Conflicten zijn voor organisaties vaak ongewenste situaties die zo snel mogelijk opgelost moeten worden. Leidinggevenden ervaren conflicten als tijdrovend en een verstoring van de gewenste orde. Vaak vinden ze dat hun medewerkers zelf in staat moeten zijn om hun eigen problemen op te lossen. De conflictpartners zijn daar niet altijd toe in staat, zeker niet als het conflict escaleert. Dat komt vooral voort uit onbekendheid met de theorie rondom conflicten en het feit dat conflictvaardigheid zelden tot nooit als kerncompetentie wordt gezien. Zo kunnen conflicten uitgroeien tot tijd- en middelen verslindende processen, waar niemand baat bij heeft.
Als ervaren conflictprofessionals hebben wij ondervonden dat conflicten in organisaties juist winst kunnen opleveren, zowel materieel als immaterieel. Verzuim door conflict, burn-out en stress kan behoorlijk worden teruggedrongen als alle medewerkers voldoende conflictvaardig zijn om verschillen van mening om te zetten in waardevolle leersituaties en versterking van de werkrelaties. Daarvoor is het nodig dat leidinggevenden voldoende inzicht en kennis hebben van de dynamiek van conflicten en in staat zijn hun medewerkers te coachen op conflicten.
Wij willen organisaties en iedereen die er werkt graag meenemen in onze visie, die we vervatten in een aantal uitgangspunten:

  • Waar mensen samenwerken, zijn conflicten.
  • Een conflict is een proces, geen situatie.[1] Het begint met een eenvoudig verschil van inzicht en eindigt in de niets en niemand ontziende vernietiging van elkaar. Tussen die twee uitersten zijn talloze interventiemomenten.
  • Bij conflicten draait het om gedrag en communicatie.
  • Een conflict bestaat uit drie fases: de winstfase, de strijdfase en de verliesfase[2].
  • In de winstfase kan een organisatie conflicten benutten om de kwaliteit van de werkrelaties, het werk zelf en de producten of diensten aanzienlijk te verbeteren.
  • Als medewerkers voldoende conflictvaardig zijn en leidinggevenden daarnaast ook voldoende conflictmanagementvaardig zijn, zullen conflicten niet meer escaleren naar de strijd- en verliesfase.[3]
  • In iedere fase van het conflictproces zijn bepaalde competenties nodig. De inzet van conflictprofessionals hangt af van de fase waarin je in het conflict zit.
  • Voor innovatie en groei zijn conflicten noodzakelijk.
  • Organisaties gedijen bij integraal conflictmanagement.

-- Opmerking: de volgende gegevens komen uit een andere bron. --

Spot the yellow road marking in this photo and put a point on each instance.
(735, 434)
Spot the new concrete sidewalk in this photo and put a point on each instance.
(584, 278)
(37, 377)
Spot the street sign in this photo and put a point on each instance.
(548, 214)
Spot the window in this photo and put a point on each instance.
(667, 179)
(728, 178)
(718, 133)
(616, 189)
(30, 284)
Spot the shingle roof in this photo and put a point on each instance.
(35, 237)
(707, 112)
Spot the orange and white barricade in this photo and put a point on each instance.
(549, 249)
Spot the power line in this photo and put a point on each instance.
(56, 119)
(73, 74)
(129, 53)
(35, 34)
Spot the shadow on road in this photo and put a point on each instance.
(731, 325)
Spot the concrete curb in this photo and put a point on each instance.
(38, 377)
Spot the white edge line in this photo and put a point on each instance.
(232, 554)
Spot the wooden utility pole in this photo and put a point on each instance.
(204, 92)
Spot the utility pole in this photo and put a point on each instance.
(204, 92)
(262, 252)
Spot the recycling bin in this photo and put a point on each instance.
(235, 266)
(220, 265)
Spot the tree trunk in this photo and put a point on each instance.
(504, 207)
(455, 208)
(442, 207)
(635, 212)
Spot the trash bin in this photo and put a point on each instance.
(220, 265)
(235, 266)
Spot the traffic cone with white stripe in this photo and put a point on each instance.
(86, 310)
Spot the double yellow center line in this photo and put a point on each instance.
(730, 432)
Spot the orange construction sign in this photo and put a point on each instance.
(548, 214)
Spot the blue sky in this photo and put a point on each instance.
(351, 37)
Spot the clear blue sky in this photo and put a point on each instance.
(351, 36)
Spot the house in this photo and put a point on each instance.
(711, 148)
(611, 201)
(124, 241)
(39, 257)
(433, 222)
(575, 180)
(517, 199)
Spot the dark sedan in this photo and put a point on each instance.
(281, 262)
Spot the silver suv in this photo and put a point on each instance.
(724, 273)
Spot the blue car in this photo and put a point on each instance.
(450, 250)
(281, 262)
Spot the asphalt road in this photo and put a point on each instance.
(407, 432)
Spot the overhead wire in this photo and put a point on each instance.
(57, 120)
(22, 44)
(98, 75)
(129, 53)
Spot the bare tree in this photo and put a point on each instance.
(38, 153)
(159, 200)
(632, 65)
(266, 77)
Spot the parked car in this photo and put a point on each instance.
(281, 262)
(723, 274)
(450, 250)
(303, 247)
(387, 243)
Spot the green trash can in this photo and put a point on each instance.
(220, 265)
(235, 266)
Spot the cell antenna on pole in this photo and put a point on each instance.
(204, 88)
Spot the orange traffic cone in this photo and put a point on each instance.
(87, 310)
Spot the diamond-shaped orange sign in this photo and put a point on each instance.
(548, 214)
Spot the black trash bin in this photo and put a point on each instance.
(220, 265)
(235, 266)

2. Definities en invalshoeken

Een van de grootste oorzaken van conflicten is miscommunicatie. Mensen gaan ervan uit dat iedereen wel begrijpt wat ze bedoelen en zijn verbaasd als hun woorden anders geïnterpreteerd worden. Dat leidt weer tot irritaties en conflict. Daarom beginnen we met een aantal definities.

  • Een conflict is een botsing van waarheden, die niet in een verhaal passen.
  • Conflictpreventie en -winst worden gecreëerd door in dialoog te gaan over de verschillende waarheden en die samen te voegen tot een gezamenlijk verhaal.
  • Conflictoplossing is gelegen in herdefiniëren van de verschillende waarheden of het oprekken van het verhaal.
  • Conflictmanagement is het zakelijk/methodisch benaderen van optredende geschillen in en rondom organisaties, waarbij instrumenten en methodieken worden ontwikkeld en gebruikt om conflicten vroegtijdig te herkennen en adequaat aan te pakken, met het doel om risico’s en onnodige schade te beperken, positief potentieel te benutten en onnodige escalatie te voorkomen.

Conflictmanagement kent in onze optiek verschillende invalshoeken:

  1. het conflict als aanjager voor het verhogen van de kwaliteit van een product of dienst,
  2. het oplossen van bestaande conflicten in de strijd- en verliesfase,
  3. het leereffect van het conflictproces.

Ad a) Hoe ongelooflijk het ook mag klinken, conflicten kunnen dienen als aanjager voor het verhogen van de kwaliteit van een product of dienst, omdat de betrokkenen door hun verschillen van inzicht met elkaar in gesprek gaan en elkaar proberen te overtuigen van de juistheid van hun eigen zienswijze. Daarmee trekken ze alles uit de kast om hun stellingen te staven. Dit leidt tot een grondige uitwisseling van kennis, informatie, kunde en ervaring. Veel meer dan wanneer zij in harmonie proberen iets te ontwikkelen. Door elkaar gelijk te geven om de lieve vrede te bewaren, veroordelen ze elkaar ook tot middelmatigheid. Daarbij geldt wel de voorwaarde dat de conflictpartners voldoende conflictvaardig zijn om heftige dialogen te kunnen voeren.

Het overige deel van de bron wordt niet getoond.